On its face, the individual mandate fails that test.

• It abandons the long-standing legal principle that legally binding contracts require mutual assent and cannot be coerced. This crosses a line the federal government has never crossed and effectively tramples on “The powers … reserved … to the people” under the 10th Amendment.

• It is inconsistent with the fundamental concept of self-ownership that underlies the theory of natural rights in the Declaration of Independence — the idea that we own ourselves and, therefore, have the right to be left alone as long as we honor the equal right of others to be left alone.

Beyond that, the administration’s expansive view of the commerce power creates a sea of federal power limited only by islands of individual rights (and limits on using the commerce power to regulate noneconomic activity), and that is inconsistent with the letter and spirit of the Constitution:

• It imposes virtually the same limits on federal and state power and, therefore, effectively gives the federal government the same police powers as the states.

• It puts liberty at risk by relying entirely on individual rights to protect us against things such as mandated doctor visits and exercise. For example, the Supreme Court has found an unenumerated “right to liberty” only where there is no harm to others. The courts could easily decide that skipping annual physicals or living a sedentary life harms others by raising medical costs for some and insurance premiums for all.

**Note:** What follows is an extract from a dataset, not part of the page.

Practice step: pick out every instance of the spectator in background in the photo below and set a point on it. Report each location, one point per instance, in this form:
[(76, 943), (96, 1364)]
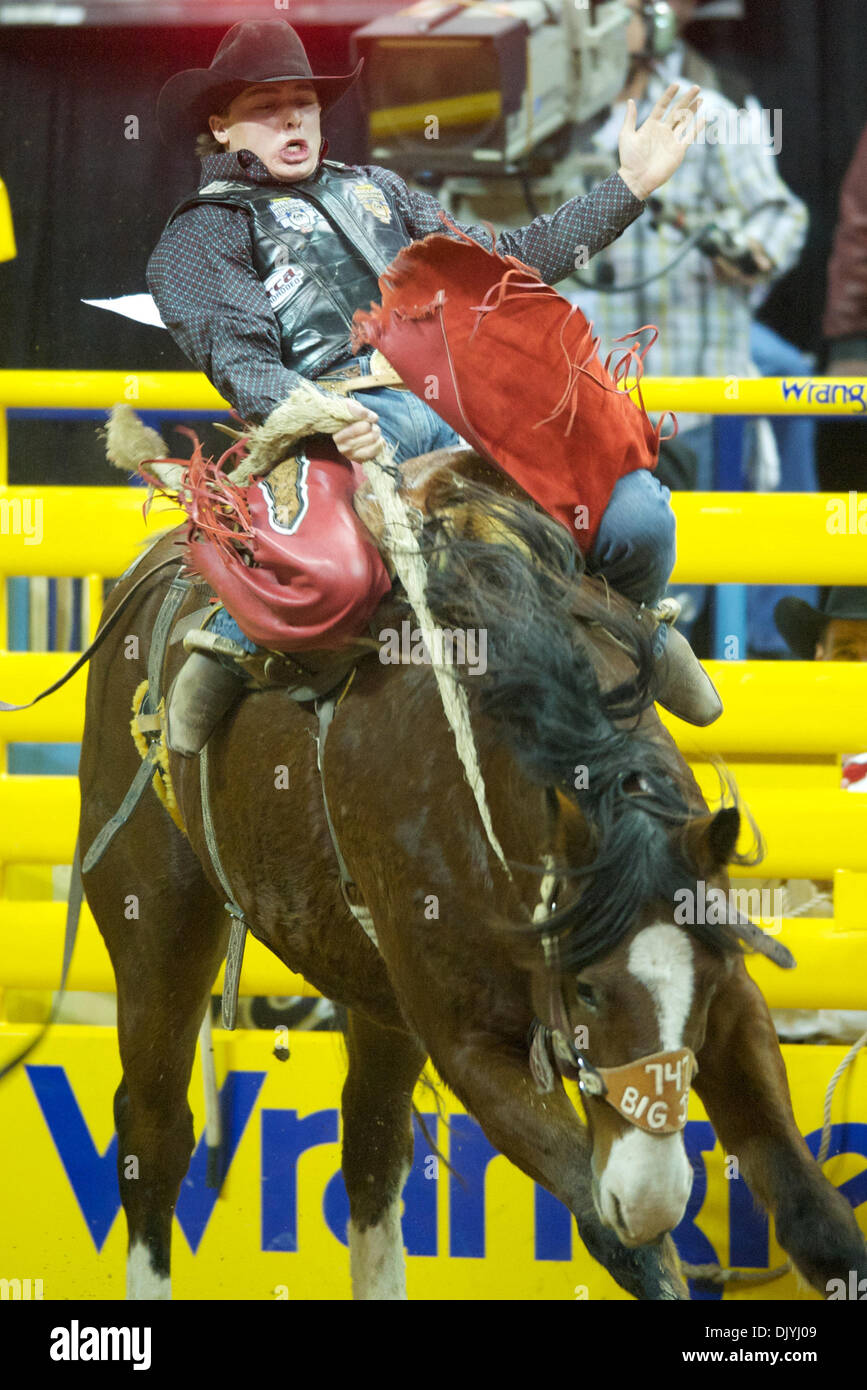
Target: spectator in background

The administration downplays the threat to liberty posed by the individual mandate by arguing:

• The federal government imposes mandates all the time. The reality: The only existing federal mandates are registration for military conscription, jury duty and census participation. These are all essential to the very existence of the federal government and therefore considered fundamental duties of citizenship.

• Mandates are no more intrusive than the regulation or prohibition of chosen activity. The reality: A dozen prohibitions of chosen activity leave you free to do an infinite number of things. A dozen mandates can potentially occupy all of your time and consume all of your financial resources.

• Congress can achieve the same thing through its taxing power, such as by imposing a tax and giving a rebate if the taxpayer purchases health insurance. The reality: That doesn’t mean Congress can use the commerce power to impose mandates, and because narrowly targeted mandates are politically easier to impose than broad-based tax increases, they are a greater threat to liberty.

Ultimately, the Obama administration’s arguments on the “necessary” test undermine its arguments on the “proper” test and render the individual mandate unconstitutional.

Jack Painter is the founder of Liberty Alliance Cincinnati and is on the board of the Ohio Liberty Council.